Cream or ointment bases for topical application to the skin are also suitable for frequent use. This is especially true when the composition is for use on dry and flaking skin and when a moisturizing vehicle is desired. Suitable bases include: lanolin, SILVADENE ^™ (silver sulfadiazine) (Hoechst Marion Roussel, Kansas City, MO), especially for the treatment of burns, AQUAPHOR ^™ (Duke Laboratories, South Norwalk, Conn.) and other bases. Aqueous or water-oil based compositions may, if desired, be incorporated into bandages or other wound dressings to provide topical compositions to the affected area for continued exposure. It was found that aerosols can also be used.

Optionally, effective amounts of other additives are admixed with the topical compositions of the present invention. Suitable additives include, but are not limited to, colorants, fragrances, preservatives, surfactants, pigments, antioxidants, moisturizers, humectants (or hydrating agents (e.g., decaglycerol), sunscreens, and their For example, when the composition is used to treat skin conditions prone to or involving infection such as wounds or acne, an antibacterial agent may be added. Such antibacterial agents include antibacterial agents, including those used to treat acne, and antifungal agents or other antibacterial agents. In addition, L-carnitine can be added to sunscreens, sunscreens, and post-tanning preparations; acne treatment preparations without antibacterial agents; cosmetic preparations; and for skin In similar compositions for other purposes. Bacteriostatic agents may be included in topical compositions to prevent bacterial contamination, as carnitine compositions are good growth substrates for bacteria. All components are listed under the Cosmetic Toiletry Fragrance Association (ISBN1882621298 ) published International Cosmetic Ingredient Dictionary and Handbook, 9th Edition, 2002 listed, its entire content reference is incorporated herein, these components can be added in the topical composition of the present invention.For example, topical composition can comprise Emollients (eg, myristyl propionate and caprylic/capric triglycerides).

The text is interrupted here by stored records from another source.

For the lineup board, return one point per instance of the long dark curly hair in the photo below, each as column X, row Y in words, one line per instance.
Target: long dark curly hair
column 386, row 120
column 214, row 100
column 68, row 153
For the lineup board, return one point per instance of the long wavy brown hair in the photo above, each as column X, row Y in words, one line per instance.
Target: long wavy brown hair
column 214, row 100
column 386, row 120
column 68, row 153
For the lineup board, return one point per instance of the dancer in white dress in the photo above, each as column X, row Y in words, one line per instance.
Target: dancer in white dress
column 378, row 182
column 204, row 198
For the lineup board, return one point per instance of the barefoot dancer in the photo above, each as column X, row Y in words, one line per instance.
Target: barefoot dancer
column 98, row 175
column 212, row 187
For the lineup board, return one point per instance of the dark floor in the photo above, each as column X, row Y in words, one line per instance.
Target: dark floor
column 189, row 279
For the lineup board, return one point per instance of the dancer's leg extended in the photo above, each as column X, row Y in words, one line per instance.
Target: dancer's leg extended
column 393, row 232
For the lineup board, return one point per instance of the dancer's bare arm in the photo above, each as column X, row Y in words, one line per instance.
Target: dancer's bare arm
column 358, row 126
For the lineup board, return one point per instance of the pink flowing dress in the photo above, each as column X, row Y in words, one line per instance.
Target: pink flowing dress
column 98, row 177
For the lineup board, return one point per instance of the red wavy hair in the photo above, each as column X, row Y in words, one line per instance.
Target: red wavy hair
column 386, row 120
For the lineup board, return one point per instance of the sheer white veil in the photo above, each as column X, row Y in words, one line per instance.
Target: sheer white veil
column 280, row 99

According to a preferred embodiment, the topical composition comprises a humectant. A preferred humectant is decaglycerin. Decaclycerin provides (1) hydration to the skin, (2) a more aesthetically pleasing product, and (3) a product that, when applied to the skin, leaves the skin with a conditioned feel.

Compositions are typically applied topically to a target site of skin. The topical compositions may be applied daily, usually for at least several days. However, more frequent administration is also conceivable. For example, in the treatment of injured tissue such as rashes, acne, or pathogen-induced skin problems, it is desirable to maintain the therapeutic composition on the affected site continuously during the treatment period, requiring two to four or more applications per day Therapeutic composition. It can also be used in extended periods including several years.

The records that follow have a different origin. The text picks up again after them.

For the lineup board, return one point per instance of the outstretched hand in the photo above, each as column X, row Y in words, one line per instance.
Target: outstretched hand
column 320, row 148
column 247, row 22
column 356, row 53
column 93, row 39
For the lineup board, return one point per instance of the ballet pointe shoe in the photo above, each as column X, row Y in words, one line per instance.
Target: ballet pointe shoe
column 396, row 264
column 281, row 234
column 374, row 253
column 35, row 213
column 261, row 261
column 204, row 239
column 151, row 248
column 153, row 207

In addition to providing the compositions described above, the present invention also provides methods for ameliorating damaged skin conditions. The method comprises applying a topical composition to the affected site. This approach facilitates healing and minimizes scarring of various underlying skin injuries such as burns including sun burns; acne; contact dermatitis; due to pathogens such as bacteria such as Stapholoccocal aureus, or viruses such as Chickenpox or herpes simplex infection.

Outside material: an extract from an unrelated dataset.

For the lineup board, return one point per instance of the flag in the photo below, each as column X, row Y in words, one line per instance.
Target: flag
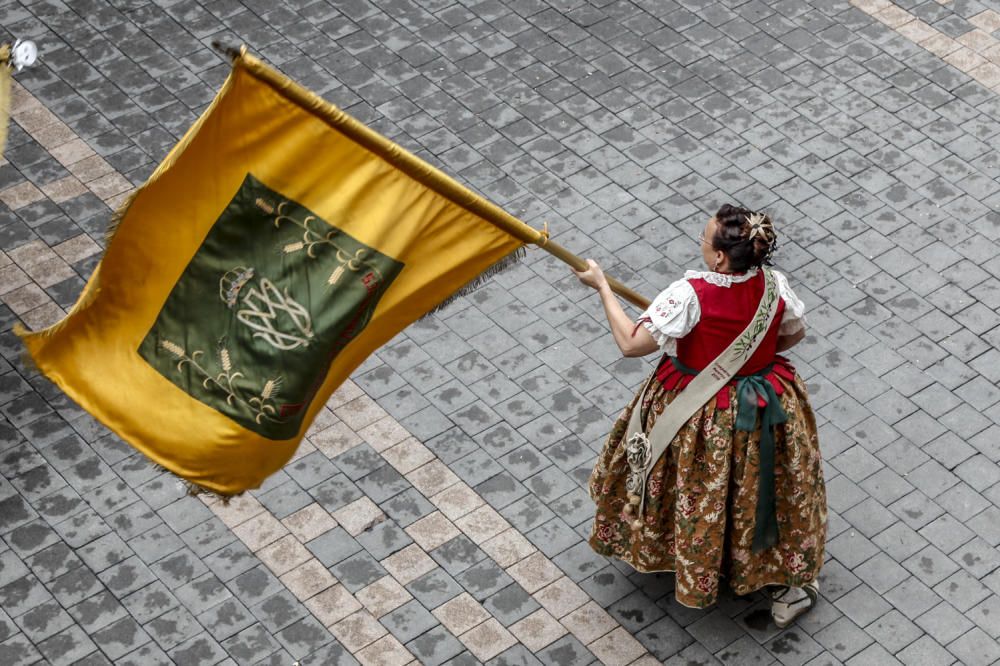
column 278, row 245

While the topical compositions and methods are mostly intended for use on humans and the treatment of human skin, it is contemplated that they may also be used to treat the skin of other mammals. For example, the topical compositions of the present invention can treat animal diseases that result in flaking or loss of skin elasticity, such as mange. In addition to use in humans, such topical compositions may be administered to the skin of animals, particularly domestic animals such as dogs, cats, horses and cattle.

concentrate

To prepare a product containing a topical L-carnitine composition, generally a concentrate of the topical L-carnitine composition is first prepared. The topical L-carnitine compositions of the present invention can be prepared by mixing L-carnitine with water, and optionally other additives such as those described above. The mixture can be heated and/or stirred for mixing.

For example, the concentrate can be in liquid form, comprising L-carnitine and water. According to a preferred embodiment, the concentrate further comprises one or more humectants (eg, decaglycerol), one or more preservatives, or a mixture thereof. A non-limiting example of a concentrate includes L-carnitine, water and a humectant such as decaglycerin.

Another non-limiting example of a concentrate comprises L-carnitine, water and one or more preservatives. Yet another non-limiting example of a concentrate includes L-carnitine, water, one or more preservatives, and one or more humectants such as decaglycerin.

The concentrate may also contain one or more hydroxy acids, proteolytic enzymes, skin lightening agents, or mixtures thereof. In other words, the concentrate contains: (1) L-carnitine, (2) one or more hydroxyacids, proteolytic enzymes, skin lighteners, or mixtures thereof, (3) water, and (4) Optionally other additives such as those mentioned above.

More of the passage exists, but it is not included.